Hayvanlar, hayati fonksiyonlarını biyokinetik zon denen dar aralık­taki sıcaklık değerlerinde etkili bir şekilde gerçekleştirebilirler. Biyokinetik zon, çoğu hayvan türü için 10-45°C'dir. Hayvanlar alemi, vücut sıcaklıklarının çevre sıcaklığı ile olan ilişkilerine göre sıcakkanlı hayvanlar (homoterm) ve soğukkanlı hayvanlar (heteroterm, poiklioterm) şeklinde ikiye ayrılırlar. Sıcakkanlı hayvanlar olan kuş ve memelilerde vücut ısısı sabit, soğukkanlı hayvanlar olan balık, kurbağa, sürüngen ve omurgasız hayvanlarda ise sabit olmayıp çevre sıcaklığına göre değişir.

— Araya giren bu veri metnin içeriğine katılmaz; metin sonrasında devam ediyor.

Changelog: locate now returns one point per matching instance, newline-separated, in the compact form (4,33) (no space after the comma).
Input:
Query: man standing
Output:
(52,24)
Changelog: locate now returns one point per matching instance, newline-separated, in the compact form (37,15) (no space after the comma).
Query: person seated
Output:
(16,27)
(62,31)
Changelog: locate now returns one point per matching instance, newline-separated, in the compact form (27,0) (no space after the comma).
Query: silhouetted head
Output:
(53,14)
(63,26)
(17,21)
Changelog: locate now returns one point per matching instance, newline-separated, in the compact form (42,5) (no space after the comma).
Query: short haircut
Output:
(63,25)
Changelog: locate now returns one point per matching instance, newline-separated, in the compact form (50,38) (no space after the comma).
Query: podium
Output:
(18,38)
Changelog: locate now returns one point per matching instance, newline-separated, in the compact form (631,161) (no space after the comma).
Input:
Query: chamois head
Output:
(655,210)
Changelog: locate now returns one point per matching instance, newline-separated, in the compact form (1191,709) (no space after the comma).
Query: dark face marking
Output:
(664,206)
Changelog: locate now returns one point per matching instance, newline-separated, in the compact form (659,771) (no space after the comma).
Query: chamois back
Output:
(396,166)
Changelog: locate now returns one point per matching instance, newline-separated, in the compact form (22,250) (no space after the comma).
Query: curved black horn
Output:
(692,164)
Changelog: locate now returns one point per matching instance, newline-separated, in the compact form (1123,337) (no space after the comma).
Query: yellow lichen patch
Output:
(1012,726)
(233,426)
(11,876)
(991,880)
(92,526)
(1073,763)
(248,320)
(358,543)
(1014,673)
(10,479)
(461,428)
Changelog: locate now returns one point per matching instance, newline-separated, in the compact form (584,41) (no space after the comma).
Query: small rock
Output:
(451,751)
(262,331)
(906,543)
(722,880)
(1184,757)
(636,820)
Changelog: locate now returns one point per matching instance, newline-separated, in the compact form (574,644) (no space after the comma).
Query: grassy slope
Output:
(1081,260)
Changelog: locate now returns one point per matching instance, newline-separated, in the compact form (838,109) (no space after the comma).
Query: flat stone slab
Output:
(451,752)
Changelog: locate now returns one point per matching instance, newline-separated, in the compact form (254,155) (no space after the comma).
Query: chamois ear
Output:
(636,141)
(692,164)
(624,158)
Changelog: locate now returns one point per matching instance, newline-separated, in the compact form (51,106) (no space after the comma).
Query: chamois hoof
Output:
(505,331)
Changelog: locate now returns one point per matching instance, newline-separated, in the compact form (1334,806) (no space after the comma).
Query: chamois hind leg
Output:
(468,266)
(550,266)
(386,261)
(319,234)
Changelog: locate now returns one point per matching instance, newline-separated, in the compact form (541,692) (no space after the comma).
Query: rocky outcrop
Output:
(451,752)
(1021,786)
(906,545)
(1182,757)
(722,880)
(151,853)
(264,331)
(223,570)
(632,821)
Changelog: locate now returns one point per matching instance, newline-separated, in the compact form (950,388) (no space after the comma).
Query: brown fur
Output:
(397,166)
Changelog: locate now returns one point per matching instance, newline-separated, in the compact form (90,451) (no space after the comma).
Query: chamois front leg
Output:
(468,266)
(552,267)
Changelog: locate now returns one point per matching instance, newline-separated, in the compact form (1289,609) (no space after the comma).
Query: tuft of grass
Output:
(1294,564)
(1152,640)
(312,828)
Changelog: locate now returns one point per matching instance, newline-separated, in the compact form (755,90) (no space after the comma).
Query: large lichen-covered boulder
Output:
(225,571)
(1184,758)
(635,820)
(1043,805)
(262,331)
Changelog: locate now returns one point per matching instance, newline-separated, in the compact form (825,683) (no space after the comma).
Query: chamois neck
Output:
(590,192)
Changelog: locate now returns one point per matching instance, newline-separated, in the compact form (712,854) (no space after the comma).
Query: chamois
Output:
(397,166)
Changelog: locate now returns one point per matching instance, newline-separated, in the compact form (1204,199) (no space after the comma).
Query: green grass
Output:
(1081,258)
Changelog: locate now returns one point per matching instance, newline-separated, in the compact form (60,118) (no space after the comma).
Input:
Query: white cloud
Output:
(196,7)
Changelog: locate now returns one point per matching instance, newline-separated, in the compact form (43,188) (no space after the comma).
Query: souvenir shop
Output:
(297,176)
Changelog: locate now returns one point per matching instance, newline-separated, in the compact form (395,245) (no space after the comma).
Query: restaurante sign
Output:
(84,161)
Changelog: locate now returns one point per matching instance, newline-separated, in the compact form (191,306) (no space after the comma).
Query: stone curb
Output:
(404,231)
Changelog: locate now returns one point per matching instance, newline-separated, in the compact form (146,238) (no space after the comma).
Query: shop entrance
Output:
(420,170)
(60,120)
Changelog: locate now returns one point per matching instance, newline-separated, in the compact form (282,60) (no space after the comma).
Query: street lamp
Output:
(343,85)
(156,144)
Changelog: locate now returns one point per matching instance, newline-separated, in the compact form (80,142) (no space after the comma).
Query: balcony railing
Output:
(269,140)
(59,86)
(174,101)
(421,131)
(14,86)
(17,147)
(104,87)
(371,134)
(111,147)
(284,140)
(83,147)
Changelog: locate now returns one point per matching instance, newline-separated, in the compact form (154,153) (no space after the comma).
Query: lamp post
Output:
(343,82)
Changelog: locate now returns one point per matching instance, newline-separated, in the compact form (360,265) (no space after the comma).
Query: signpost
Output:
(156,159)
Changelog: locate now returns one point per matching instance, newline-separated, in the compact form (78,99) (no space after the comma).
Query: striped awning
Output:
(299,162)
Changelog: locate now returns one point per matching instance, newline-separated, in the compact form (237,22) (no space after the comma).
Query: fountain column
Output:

Canlılar ekstrem sıcaklıklardan korunmak için biyolojik aktivitelerini minimize ederek veya ortamdan uzaklaşarak çeşitli önlemler almışlardır. Bitkiler aleminde kış mevsimi çoğunlukla tohum halinde, tomurcuklarını toprak altında saklayarak veya yapraklarını dökerek bir nevi uyku ha­linde geçirilir. İlkel canlılar spor veya kist oluşturarak ekstrem .sıcaklık­lardan korunurlar. Mevsimsel sıcaklık dereceleri hayvanlarda önemli ko­runma aktivitelerinin gelişimine sebep olmuştur. Bazı hayvan grupları oluşan kötü şartları geçirmek için başka bölgelere giderler. Göç (migrasyon) denen bu aktivite sayesinde başta sıcaklık olmak üzere olumsuz çevresel faktörlerden uzaklaşmış olurlar. Mevsimsel ve ani sıcak­lık değişimleri sonucu, özellikle vücut sıcaklığı çevreden etkilenen so­ğukkanlı hayvanlarda uyku durumu olur. Estivasyon denen uyku du­rumu, çok yüksek sıcaklıklarda gelişimin durdurulmasıdır. Hibernasyon ise alçak sıcaklıkta gelişimin durdurulduğu uyku durumudur. Bazı memeli hayvanlar, soğukkanlı hayvanlar, özellikle de böcekler, yaz ayla­rında estivasyon geçirirler. Bazı kuşlar ve memelilerdeki kış uykusu da hibernasyona tipik örnekler teşkil ederler.